Take, for instance, a pair of classic studies showing the effect of music on the sales of wine. In one, researchers controlled the music in an English shop selling both French and German wines. They alternated between playing French music and German music at a low, background level in the shop and otherwise used no other promotional or unusual tactics. When French music was played, French wine outsold German wine by five times. But when German music was played, the situation reversed – now German wine outsold French by two-to-one. None of the customers, when interviewed, mentioned the music as a reason for their choice and yet nothing else had changed. Meanwhile, a separate study found that playing classical music boosted sales in a wine shop, whereas playing rock music depressed them. We see in these studies the power of embedded emotional and cultural associations over sales but they also serve to spark the imaginations of shopper insight professionals looking for inspiration.

These kind of studies – practical explorations of the impact of the choice environment on decisions – are becoming more common. The question for shopper insight professionals is how to design a research structure which lets them be practically applied. You have to be willing to become designers as well as researchers.

At BrainJuicer we have been sharing a case study conducted with Dutch lingerie retailer Hunkemoller, which allowed us access to several of its stores to introduce behavioral interventions in the areas of signage (stickers in various places in the store) and behavioral priming. Priming is where behavior is influenced by seemingly unrelated or semi-related stimuli – like the music in the wine shops – which help trigger particular actions. We used scent primes to remind shoppers of romantic occasions and chocolate primes to make them feel happy.

We then designed a research structure where different interventions were “on” and “off” in alternating weeks across a six-week period and in several different stores. This meant we could factor in seasonality, regional differences, changes in footfall and other variables, as well as test interventions in combination. Our metric was actual sales; an advantage of this kind of behavioral design is that results can be measured in real-world sales. The most successful combinations – involving scent – showed as much as a 20 percent uplift in sales.

What’s the future?

This project was an example of how shopper insights based in behavioral science move our industry from insights advisors to designing and testing behavioral tactics for brand and retail growth. So what’s the future for shopper insights? What do we need to do to incorporate behavioral and decision science into our work? We believe there are four steps.

First, we need to move from a focus on shopper needs as the driver of action to a focus on choice environments, understanding the context behavior happens in.

Second, we need to move to a design mentality, designing in-store marketing that makes System 1 decisions easier and seeing ourselves as an active, not simply an analytical, influence on the shopper experience.

Third, we need to move from brand design to behavioral design. In other words, we are not designing improvements to the brand but interventions to change behaviors that drive business – from which the brand will benefit.

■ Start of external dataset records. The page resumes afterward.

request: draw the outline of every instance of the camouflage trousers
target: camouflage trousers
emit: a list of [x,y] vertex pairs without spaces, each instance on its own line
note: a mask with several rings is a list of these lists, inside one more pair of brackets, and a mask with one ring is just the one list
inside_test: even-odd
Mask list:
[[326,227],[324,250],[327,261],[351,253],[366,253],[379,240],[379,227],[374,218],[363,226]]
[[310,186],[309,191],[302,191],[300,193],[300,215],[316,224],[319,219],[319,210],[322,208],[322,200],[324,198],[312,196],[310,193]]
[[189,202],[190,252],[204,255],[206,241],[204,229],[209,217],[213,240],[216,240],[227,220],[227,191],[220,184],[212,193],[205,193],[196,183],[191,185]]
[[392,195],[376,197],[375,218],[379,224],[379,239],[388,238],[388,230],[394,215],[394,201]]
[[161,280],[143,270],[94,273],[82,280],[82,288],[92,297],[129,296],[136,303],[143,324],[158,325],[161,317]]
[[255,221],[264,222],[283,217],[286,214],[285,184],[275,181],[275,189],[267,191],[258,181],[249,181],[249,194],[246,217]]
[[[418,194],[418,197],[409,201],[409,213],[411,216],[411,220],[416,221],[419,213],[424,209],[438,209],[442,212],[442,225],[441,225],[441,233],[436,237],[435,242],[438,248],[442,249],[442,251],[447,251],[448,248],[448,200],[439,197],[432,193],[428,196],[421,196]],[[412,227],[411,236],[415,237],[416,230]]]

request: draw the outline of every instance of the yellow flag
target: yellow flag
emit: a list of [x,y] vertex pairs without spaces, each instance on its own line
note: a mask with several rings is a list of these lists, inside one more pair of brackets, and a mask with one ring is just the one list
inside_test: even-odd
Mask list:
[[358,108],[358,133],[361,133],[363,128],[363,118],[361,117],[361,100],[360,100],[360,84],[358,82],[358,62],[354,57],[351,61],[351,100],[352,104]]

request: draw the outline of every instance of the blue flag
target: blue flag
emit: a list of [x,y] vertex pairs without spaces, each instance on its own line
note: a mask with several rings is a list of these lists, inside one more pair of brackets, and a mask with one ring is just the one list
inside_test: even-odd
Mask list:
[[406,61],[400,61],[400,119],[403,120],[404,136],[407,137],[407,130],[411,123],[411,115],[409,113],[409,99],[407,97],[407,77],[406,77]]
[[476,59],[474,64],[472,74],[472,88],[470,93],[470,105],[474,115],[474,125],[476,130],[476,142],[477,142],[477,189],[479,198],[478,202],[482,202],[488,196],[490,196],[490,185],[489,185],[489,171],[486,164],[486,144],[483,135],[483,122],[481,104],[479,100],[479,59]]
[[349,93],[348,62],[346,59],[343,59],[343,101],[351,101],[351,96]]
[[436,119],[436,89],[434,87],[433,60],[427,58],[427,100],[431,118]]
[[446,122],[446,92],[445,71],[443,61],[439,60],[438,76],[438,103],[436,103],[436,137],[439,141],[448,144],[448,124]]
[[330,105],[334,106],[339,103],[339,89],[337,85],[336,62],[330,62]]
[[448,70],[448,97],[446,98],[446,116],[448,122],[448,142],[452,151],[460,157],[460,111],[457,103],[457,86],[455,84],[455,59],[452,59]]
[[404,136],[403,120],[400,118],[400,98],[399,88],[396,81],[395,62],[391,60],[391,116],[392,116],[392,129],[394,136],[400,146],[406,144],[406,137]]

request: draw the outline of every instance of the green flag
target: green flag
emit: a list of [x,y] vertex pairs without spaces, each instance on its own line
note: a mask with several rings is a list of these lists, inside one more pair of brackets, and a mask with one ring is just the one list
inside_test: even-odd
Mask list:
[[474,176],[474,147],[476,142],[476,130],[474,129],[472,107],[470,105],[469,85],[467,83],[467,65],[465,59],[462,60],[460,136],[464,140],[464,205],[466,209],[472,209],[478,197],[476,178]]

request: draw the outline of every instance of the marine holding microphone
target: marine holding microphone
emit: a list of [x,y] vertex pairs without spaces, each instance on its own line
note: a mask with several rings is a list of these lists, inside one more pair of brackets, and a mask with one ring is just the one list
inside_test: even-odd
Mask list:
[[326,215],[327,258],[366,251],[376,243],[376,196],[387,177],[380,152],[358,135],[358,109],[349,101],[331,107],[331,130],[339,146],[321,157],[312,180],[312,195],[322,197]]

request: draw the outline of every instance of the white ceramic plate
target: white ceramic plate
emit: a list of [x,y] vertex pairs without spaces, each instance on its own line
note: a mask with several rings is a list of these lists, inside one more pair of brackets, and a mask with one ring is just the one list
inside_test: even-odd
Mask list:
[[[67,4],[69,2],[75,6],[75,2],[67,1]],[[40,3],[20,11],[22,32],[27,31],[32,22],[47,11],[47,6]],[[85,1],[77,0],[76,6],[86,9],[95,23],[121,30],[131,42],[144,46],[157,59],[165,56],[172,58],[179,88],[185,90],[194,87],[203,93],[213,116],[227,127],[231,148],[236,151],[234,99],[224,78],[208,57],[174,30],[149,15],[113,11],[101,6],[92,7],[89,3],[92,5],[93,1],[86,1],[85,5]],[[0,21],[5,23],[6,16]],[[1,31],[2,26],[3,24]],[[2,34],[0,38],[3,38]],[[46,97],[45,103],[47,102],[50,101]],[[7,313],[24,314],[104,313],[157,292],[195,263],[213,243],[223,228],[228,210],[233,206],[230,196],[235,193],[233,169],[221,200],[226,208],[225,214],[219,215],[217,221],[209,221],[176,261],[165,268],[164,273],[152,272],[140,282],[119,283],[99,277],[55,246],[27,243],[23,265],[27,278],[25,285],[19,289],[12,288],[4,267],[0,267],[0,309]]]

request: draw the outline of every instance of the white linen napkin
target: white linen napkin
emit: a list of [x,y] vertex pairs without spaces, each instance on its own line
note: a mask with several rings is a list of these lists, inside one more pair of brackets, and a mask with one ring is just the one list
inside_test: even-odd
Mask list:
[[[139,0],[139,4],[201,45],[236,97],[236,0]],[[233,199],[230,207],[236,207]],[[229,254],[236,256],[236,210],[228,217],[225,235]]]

And finally, we need better integration of shopper and other marketing, so that pre-shop and post-shop decisions – also guided by System 1 – align with the rapid decisions taken in-store.

These changes aren’t simple ones – they involve a revolution in perspective even before their practical implementation – but if carried through they will help shopper insights make a historic leap: becoming a research discipline that moves from observing and advising to genuinely changing behaviors and driving corporate business.